Midem 2015 is just around the corner: which of the trends we’ve witnessed these past few months will take shape in Cannes this week? The official figures speak for themselves: as we predicted in our last review, digital sales have surpassed physical ones, according to Billboard:
This major shift does not put an end to controversies surrounding streaming services though – far from it! Will freemium options slowly disappear, for instance? Ahead of his Midem keynote in a few days, Deezer CEO Hans-Holger Albrecht spoke to Music Ally about the evolution of business models and the danger of freemium:
“There are two things we have to warn people about though. If we talk about freemium, we have to talk about free music in general: that’s the competition. Let’s make sure there’s not any other free, on-demand music like YouTube if we’re going to remove freemium. It shouldn’t just be about Spotify and its free tier.”
Once more, YouTube is at the centre of industry debates (cf. Midemlab finalist Rebecca Lammers’ fine post on the topic). The video platform’s Global Head of Music Partnerships Christophe Muller will be at Midem for a keynote on the platform’s commitment to contributing to artists’ journeys to success. An unmissable session in store!
Warner Music Group CEO Stephen Cooper also reacted to the current controversy around freemium, sharing his own views on the matter, Music Ally reports:
“With respect to going to a strictly subscription world, I think that you can find evidence that when music is not generally available, that people will seek out sites on the internet that are in fact will offer up that music for no charges, and in many instances, with no economic model,” he said, adding that “before people conclude that freemium should be burnt at the stake, we should think very carefully about the consequences.”
In the end, the future of music listening relies on labels’ ability to sell promote their artists on these services, regardless of their economic model. At The Great Escape conference in Brighton – covered by Music Ally – Spotify‘s director of label relations Will Hope stressed the importance of playlists, stating that “we’ll see programmed playlists becoming more and more influential – especially as you get more and more people who would have only listened to radio before coming onto the service.” This is becoming a subject of consensus: as Domino’s head of digital & Midem Label Ambassador Jason Reed explained on this blog recently, playlist curation can make all the difference.
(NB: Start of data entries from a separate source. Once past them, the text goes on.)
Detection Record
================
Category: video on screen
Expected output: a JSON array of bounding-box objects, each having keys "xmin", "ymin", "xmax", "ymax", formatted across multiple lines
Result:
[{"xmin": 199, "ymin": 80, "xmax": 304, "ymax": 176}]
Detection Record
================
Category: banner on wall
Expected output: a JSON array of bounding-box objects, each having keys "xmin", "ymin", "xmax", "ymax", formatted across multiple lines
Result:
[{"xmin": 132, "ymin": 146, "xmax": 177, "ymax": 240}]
There is, of course, more than just one way for streaming services to differentiate themselves in this increasingly competitive race: Spotify just announced that it would soon launch video streaming and artist radio shows, among other features, Pitchfork writes. Last but not least, other social media services are joining the race, with Japanese social network Line testing a $2-a-month streaming music service in Thailand, and… dating app Tinder selling albums, according to Music Ally!
The future of music belongs to these innovators: that’s the only thing we can be sure of in these troubled times. The proof? Music/tech startups are under scrutiny by larger groups. For instance, Pandora recently acquired music analytics company Next Big Sound, Billboard writes. The young, successful and innovative company was one of Midemlab 2011’s winners!
The latest evolutions of this fast-changing music industry will be thoroughly discussed and debated in Cannes in just a few days – not to mention the Midemlab startup competition, the Midem Marketing Competition and the Midem Hack Day, three major events that will give you a glimpse of things to come in music. See you there!